Clustering methods for embedding vectors

Hi! I’m working on a project and am very new to the Natural Language Processing techniques. I have some high-dimensional embeddings generated from resumes and hope to group them. I found suggestions to use UMAP and t-SNE, but there are some warnings on their own websites. I’m seeking a reliable method that works with Python. Thanks!

Well, first you need to define “reliable”. :grinning_face: I phrased that as a joke, but it’s a serious question: how do you define success or “good enough”? What is your actual goal?

The topic of vector embeddings (both how to create them and how to use them) is discussed in some detail at several points in the courses offered here. For example, it is one of the major topics in DLS Course 5 Sequence Models. I’m sure it is also covered in the NLP specialization.

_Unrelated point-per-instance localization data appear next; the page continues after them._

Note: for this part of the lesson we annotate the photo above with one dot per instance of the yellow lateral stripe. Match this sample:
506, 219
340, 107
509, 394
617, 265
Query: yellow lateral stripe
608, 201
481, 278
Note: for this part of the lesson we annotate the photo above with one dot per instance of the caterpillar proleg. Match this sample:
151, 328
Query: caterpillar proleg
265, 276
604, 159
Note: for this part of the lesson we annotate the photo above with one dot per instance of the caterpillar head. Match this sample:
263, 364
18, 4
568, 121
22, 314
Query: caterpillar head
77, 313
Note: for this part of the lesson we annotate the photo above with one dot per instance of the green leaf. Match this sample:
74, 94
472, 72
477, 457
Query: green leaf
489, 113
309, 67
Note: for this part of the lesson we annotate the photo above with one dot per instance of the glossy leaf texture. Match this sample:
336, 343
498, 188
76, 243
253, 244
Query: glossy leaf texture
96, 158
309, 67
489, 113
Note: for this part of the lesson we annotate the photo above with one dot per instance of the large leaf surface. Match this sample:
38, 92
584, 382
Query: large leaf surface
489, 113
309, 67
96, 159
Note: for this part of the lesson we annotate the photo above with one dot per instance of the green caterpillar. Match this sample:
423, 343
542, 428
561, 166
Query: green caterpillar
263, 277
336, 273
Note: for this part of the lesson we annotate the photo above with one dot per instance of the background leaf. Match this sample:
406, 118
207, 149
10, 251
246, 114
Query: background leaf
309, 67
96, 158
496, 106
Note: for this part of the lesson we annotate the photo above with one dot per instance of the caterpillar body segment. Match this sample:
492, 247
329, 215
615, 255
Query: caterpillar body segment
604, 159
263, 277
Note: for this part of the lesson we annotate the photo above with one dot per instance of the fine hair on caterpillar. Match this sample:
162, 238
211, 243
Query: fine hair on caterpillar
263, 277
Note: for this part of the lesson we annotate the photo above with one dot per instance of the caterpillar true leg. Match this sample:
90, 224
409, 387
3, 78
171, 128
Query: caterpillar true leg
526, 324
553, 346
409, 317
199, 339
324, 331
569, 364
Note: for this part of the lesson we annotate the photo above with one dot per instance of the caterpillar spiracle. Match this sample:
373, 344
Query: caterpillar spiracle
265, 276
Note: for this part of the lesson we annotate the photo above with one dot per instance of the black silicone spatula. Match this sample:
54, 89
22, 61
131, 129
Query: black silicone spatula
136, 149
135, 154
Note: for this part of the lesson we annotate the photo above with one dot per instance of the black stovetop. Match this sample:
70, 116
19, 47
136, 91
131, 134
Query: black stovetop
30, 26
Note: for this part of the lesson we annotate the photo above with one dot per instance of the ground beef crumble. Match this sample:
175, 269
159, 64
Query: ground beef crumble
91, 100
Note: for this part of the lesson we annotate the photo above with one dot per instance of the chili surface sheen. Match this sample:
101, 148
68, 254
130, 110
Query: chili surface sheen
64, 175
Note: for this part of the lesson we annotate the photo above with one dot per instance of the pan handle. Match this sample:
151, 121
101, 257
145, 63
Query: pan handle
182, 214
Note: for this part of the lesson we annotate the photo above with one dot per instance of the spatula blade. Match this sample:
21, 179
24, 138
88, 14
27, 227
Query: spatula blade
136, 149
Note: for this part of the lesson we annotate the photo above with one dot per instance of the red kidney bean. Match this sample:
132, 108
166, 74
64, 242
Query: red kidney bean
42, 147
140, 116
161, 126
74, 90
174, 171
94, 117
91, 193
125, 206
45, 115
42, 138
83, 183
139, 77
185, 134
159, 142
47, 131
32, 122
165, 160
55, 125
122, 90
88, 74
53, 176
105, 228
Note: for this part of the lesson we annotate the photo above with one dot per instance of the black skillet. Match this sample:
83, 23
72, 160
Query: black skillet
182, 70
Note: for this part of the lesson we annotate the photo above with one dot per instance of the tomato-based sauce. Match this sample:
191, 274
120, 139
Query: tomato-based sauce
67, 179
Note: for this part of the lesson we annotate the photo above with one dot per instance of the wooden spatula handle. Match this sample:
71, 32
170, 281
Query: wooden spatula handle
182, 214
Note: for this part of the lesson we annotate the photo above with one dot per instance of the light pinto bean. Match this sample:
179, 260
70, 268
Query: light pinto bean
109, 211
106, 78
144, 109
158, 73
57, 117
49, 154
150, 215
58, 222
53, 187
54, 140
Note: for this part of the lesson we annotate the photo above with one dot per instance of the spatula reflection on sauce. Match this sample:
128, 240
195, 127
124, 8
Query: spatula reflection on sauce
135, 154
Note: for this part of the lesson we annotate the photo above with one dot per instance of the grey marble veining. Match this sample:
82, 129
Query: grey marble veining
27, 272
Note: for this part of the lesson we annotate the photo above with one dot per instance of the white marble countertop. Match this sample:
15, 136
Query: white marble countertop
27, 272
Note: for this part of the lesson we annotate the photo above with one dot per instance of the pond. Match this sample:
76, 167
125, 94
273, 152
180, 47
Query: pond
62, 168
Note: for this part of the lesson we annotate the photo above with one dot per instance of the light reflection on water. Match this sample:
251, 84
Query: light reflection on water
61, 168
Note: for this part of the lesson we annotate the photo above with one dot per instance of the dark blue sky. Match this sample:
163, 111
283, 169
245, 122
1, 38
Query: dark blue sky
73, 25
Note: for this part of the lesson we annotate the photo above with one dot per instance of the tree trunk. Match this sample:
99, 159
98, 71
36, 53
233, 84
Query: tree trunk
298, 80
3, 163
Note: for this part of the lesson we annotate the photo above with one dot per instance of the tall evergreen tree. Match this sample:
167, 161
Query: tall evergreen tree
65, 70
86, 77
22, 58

There are two standard metrics for evaluating the similarity between different embedding vectors: cosine similarity and Euclidean distance. I do not have personal experience with this beyond the material in the courses here. My suggestion would be to start by taking DLS C5 and learn what is taught there. That will at least give you a framework for interpreting the warnings on the two websites that you mention above.

2 Likes

Thank you very much for all the suggestions. :wink:

Please check tensorflow embedding projector as well. This shows how one can project embeddings to a lower dimensional space for visualization / as a preprocessing step for clustering.

1 Like